QXO has left many in the industry baffled and astonished with its recent announcement of an investment that will revolutionize the building products industry.
This week, the tech company announced it had signed a purchase agreement with investors for a $3.5 billion private placement, putting it on a path to gain more than $5 billion in buying power and positioning it to acquire a number of large public and private companies.
This investment is reportedly the largest increase in the building materials industry’s history.
Brad Jacobs brings business growth insight to the building products industry at the company. … [+]
The company’s chairman and CEO, Brad Jacobs, previously said he plans to grow QXO into a company with a market capitalization of $50 billion over the next decade.QXO declined to comment beyond the press release, but a person familiar with the investment said investors include several well-known names, including Morgan Stanley Investment Management, Liberty Mutual, Sequoia Heritage and Madrone Capital Partners, as well as longtime XPO shareholders Orbis Investment Management and T. Rowe Price.

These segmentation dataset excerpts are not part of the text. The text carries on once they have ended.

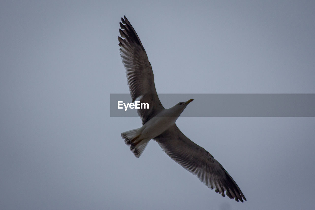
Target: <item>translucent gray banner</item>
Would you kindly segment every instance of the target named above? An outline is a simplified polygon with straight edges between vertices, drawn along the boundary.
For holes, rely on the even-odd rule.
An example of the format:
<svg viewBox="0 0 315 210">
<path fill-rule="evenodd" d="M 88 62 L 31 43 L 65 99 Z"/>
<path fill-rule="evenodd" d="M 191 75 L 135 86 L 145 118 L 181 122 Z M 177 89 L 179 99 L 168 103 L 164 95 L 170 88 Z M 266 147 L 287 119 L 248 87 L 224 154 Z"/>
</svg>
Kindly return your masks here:
<svg viewBox="0 0 315 210">
<path fill-rule="evenodd" d="M 315 117 L 315 94 L 158 95 L 165 108 L 193 99 L 181 117 Z M 141 103 L 148 102 L 130 105 L 132 102 L 129 93 L 111 94 L 111 116 L 138 116 L 136 108 L 140 109 Z M 142 108 L 154 106 L 143 103 Z"/>
</svg>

While construction has been limited by a variety of issues, QXO is promising disruption and value-add from a number of upcoming acquisitions, along with a healthy injection of technology.
“Brad Jacobs’ track record of building multi-billion-dollar businesses in a short space of time and delivering significant value to shareholders is nearly unparalleled, and I want to emphasize that right away,” said industry expert John Burns, CEO of John Burns Research & Consulting Inc. “The impact on the industry will almost certainly be significant.”

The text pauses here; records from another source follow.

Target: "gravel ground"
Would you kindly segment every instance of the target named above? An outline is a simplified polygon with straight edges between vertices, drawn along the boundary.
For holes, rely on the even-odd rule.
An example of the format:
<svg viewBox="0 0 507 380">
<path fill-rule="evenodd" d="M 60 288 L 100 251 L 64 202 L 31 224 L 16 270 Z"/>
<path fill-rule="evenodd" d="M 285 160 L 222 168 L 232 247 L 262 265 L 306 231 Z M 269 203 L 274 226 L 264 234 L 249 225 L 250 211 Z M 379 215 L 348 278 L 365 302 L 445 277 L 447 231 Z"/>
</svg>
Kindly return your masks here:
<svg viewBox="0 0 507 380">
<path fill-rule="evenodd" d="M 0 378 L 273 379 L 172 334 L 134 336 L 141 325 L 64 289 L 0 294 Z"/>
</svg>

The company’s growth plan is to leverage technology to become an $800 billion building materials distribution leader, which is certainly an ambitious goal.
“QXO’s large investment in the building materials industry is a bold and obvious move,” said Craig Webb, president of construction materials consulting group Webb Analytics LLC. “It’s a bold move because the size of the public offering is unprecedented. But it also makes sense because the U.S. is in a severe construction shortage and the construction process is very disorganized, so any company that finds a way to efficiently serve this market is likely to make a lot of money.”

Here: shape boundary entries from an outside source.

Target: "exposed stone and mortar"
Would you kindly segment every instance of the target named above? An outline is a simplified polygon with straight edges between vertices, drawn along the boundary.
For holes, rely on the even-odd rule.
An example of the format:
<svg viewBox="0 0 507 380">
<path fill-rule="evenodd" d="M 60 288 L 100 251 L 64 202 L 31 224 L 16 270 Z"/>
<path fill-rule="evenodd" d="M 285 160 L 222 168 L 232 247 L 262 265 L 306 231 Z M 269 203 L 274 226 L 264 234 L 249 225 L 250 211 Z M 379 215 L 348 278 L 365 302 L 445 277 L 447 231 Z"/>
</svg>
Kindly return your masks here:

Currently, building product players and stakeholders believe that success in the industry is down to human factors such as building and maintaining the right relationships, which is why many players are backing away due to an intense fear of change.
“A goal of $1 billion in year one and $5 billion within three years is an audacious goal in any industry,” says Grant Farnsworth, president of building products research firm The Farnswroth Group. “The fact that Jacobs wants to achieve it with building products makes this goal perhaps unprecedented. There’s no doubt Jacobs will have to write a check to buy or earn success. The questions that remain are: does his solution solve an industry problem, is he building a product that doesn’t have a need, is the need big enough to support $5 billion, and how quickly can building products adapt and be adopted?”
Todd Tomarak, principal in the building products advisory division of housing data group Zonda, thinks the timing of QXO’s announcement is ideal.
“The industry is moving through different phases, from unwinding front-loading to pushing back deferrals,” he said. “The last time the industry faced these deferrals, as soon as interest rates stabilized, renovations increased by more than 25% for three consecutive years.”
But he noted that the industry cannot easily handle such large fluctuations, and if companies can deliver products on time and influence labor productivity, they have significant pricing power over competitors. A recent example is how window and door suppliers managed prices in 2021 while struggling to deliver products.
“Change is coming,” Tomarak continued. “The distribution channel is already changing, but given the scale of investments being made, I believe the next five years will look very different than the last 15 years.”